Frankfurts Vizepolizeichef Wolfgang Daschner hat die Anweisung gegeben, dem Entführer Gewalt anzudrohen. Vertuschen wollte er den Vorgang sicher nicht

FRANKFURT/M. taz ■ Der stellvertretende Polizeipräsident der Stadt Frankfurt am Main, Wolfgang Daschner, ist ein erfahrener Polizist, und ein bei den Kollegen beliebter dazu. Der 59 Jahre alte zweite Mann hinter Polizeipräsident Harald Weiss-Bollandt diente sich in dreißig Jahren als Polizist kontinuierlich hoch: vom uniformierten Streifenbeamten über den „Kriminalen“ bis hin zum Vize im neuen Polizeipräsidium im Stadtteil Dornbusch.
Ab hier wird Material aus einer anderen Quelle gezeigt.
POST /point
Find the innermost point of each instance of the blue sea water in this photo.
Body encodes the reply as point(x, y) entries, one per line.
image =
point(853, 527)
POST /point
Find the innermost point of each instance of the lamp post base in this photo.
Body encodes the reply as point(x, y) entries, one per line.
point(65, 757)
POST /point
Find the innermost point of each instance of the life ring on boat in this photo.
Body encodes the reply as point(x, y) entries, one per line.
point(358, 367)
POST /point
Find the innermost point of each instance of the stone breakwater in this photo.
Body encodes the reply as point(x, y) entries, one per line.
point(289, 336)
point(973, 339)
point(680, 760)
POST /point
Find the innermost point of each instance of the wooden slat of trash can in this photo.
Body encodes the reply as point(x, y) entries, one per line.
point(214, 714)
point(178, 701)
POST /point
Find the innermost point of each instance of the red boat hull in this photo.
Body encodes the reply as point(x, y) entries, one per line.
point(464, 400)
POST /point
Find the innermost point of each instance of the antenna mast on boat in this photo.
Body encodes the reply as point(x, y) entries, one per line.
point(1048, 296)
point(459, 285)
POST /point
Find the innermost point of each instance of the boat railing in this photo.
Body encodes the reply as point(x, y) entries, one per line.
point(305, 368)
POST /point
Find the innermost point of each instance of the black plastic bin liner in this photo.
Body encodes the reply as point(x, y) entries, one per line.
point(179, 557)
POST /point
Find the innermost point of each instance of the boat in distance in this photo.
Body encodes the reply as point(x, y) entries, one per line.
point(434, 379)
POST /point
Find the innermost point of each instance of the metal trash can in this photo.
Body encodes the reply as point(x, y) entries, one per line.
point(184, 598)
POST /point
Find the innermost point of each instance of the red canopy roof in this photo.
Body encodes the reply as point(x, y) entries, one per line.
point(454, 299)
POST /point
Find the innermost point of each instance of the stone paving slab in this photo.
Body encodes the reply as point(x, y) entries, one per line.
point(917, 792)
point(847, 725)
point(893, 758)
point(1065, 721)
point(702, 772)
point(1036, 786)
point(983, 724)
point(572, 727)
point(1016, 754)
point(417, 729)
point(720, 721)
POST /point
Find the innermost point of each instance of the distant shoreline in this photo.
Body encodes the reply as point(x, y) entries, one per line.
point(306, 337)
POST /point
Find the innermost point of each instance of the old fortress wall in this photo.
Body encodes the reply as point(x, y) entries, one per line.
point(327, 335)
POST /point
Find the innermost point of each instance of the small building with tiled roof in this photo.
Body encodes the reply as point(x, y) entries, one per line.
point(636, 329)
Der Bau gleicht einer mittelalterlichen Trutzburg. Und seit dem Umzug der 2.000 Polizisten Ende 2002 vom alten Präsidium in Hauptbahnhofsnähe in den klotzigen Neubau dringen tatsächlich kaum noch Nachrichten über Skandale oder Personalia durch die dicken Betonmauern nach draußen. Harte Zeiten also vor allem für die Boulevardpresse, die früher dort gern den ihr willig servierten Informationsrahm abschöpfte.

Polizeipräsident Weiss-Bollandt und sein Vize Daschner halten bislang fest die Daumen auf die undichte(n) Stelle(n) im Präsidium. Und so muss sich auch die Presse im aktuellen Konfliktfall auf die Fakten konzentrieren: auf die auf Anordnung von Daschner von einem ihm untergebenen Kriminalbeamten angeblich mit Gewaltandrohung erpresste Aussage des mutmaßlichen Mörders und Erpressers Magnus Gäfgen.

Die sind dürftig, aber eindeutig. Und ein Skandal ist auch nicht in Sicht. Denn vertuschen wollte Daschner die Vorgänge vom 1. Oktober 2002 im Polizeipräsidium im Zuge der Ermittlungen im Entführungsfall Jakob von Metzler ganz sicher nicht. Er fertigte sogar einen Aktenvermerk darüber an, der anschließend dem Polizeipräsidenten zur Ansicht vorgelegt wurde.

In diesem Aktenvermerk beruft sich Daschner auf einen „Notstand“, weil er zu diesem Zeitpunkt glaubte, der damals elfjährige Jakob lebe noch. Und um dieses Leben zu retten, habe er versucht, den mutmaßlichen Entführer durch die Androhung von Gewalt zu einer Aussage über den konkreten Aufenthaltsort des Jungen zu veranlassen. Seine Offenheit – der Aktenvermerk – könnte ihm jetzt zum Verhängnis werden. Auf diesen jedenfalls stützt sich der Anfangsverdacht der Staatsanwaltschaft gegen Daschner wegen „Aussageerpressung“.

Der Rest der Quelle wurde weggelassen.